I'm having this weird problem which I have no idea how to solve and I would appreciate some help...

I'm running Windows 7 on multiple locally connected machines, which have MPICH (version 1.4.1p1) installed. I have checked that the standard cpi.exe example works on each machine. However, when testing it on multiple machines, I find a weird problem. Suppose I have three machines: localhost, HOST1, HOST2.

If I execute the following commands (from localhost)

mpiexec -n 2 -host HOST1 .\cpi.exe

mpiexec -n 2 -host HOST2 .\cpi.exe

mpiexec -n 2 -host HOST1 .\cpi.exe : -n 2 -host HOST2 .\cpi.exe

then they executes fine.
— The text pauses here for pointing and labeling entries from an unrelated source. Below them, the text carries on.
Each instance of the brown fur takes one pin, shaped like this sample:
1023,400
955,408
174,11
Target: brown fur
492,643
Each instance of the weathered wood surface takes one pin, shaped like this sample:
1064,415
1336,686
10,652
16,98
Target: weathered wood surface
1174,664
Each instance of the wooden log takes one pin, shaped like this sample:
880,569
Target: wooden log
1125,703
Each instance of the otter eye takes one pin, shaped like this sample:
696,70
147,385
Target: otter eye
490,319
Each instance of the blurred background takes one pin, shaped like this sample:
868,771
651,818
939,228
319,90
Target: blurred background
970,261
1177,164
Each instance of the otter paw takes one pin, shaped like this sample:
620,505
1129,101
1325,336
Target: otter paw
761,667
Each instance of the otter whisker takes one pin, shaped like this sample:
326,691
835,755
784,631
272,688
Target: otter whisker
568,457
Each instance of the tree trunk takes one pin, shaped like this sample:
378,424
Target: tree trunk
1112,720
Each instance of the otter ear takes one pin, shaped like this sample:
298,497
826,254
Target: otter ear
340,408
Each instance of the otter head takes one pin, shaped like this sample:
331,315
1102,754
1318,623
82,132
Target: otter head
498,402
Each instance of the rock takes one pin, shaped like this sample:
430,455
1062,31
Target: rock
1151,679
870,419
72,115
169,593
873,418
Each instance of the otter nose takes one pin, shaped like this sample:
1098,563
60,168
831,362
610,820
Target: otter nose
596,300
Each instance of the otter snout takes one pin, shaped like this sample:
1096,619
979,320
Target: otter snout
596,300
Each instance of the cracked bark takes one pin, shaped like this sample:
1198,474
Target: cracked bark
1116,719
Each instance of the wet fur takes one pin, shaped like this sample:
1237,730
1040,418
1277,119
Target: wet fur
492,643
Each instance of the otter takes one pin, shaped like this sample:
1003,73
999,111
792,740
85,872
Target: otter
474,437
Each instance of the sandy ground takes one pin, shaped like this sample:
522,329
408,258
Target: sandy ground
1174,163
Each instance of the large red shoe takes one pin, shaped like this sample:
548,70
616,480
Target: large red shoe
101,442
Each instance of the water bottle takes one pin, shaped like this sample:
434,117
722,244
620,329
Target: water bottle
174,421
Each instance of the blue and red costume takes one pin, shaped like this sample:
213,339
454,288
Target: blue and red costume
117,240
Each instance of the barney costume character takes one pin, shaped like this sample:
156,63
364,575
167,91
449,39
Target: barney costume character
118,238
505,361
However, if I swap the order of the hosts around from the last one, i.e

mpiexec -n 2 -host HOST2 .\cpi.exe : -n 2 -host HOST1 .\cpi.exe

then I get the following error:

Fatal error in PMPI_Bcast: Other MPI error, error stack: PMPI_Bcast(1478)......................: MPI_Bcast(buf=0018FE48, count=1, MPI_INT , root=0, MPI_COMM_WORLD) failed MPIR_Bcast_impl(1321).................: MPIR_Bcast_intra(1119)................: MPIR_Bcast_scatter_ring_allgather(962): MPIR_Bcast_binomial(213)..............: Failure during collective MPIR_Bcast_scatter_ring_allgather(955): MPIR_Bcast_binomial(189)..............: MPIC_Send(66).........................: MPIC_Wait(540)........................: MPIDI_CH3I_Progress(402)..............: MPID_nem_mpich2_blocking_recv(905)....: MPID_nem_newtcp_module_poll(37).......: MPID_nem_newtcp_module_connpoll(2656).: gen_cnting_fail_handler(1739).........: connect failed - The semaphore timeout p eriod has expired. (errno 121)

In this latter case, if I turn the firewall off on HOST2, then it works. Unfortunately I have very little experience with firewalls and networking in general so I don't know how to resolve this.

The only thing I can figure out is that it's failing on the first collective MPI call (broadcast).

Please help!

queenbee
  • 155
  • 1
  • 7

1 Answers1

0

Ok, solved my own problem - basically I added an exception for the cpi.exe program on HOST1 but not on HOST2. The solution was to ensure the exception was added to BOTH machines!

queenbee
  • 155
  • 1
  • 7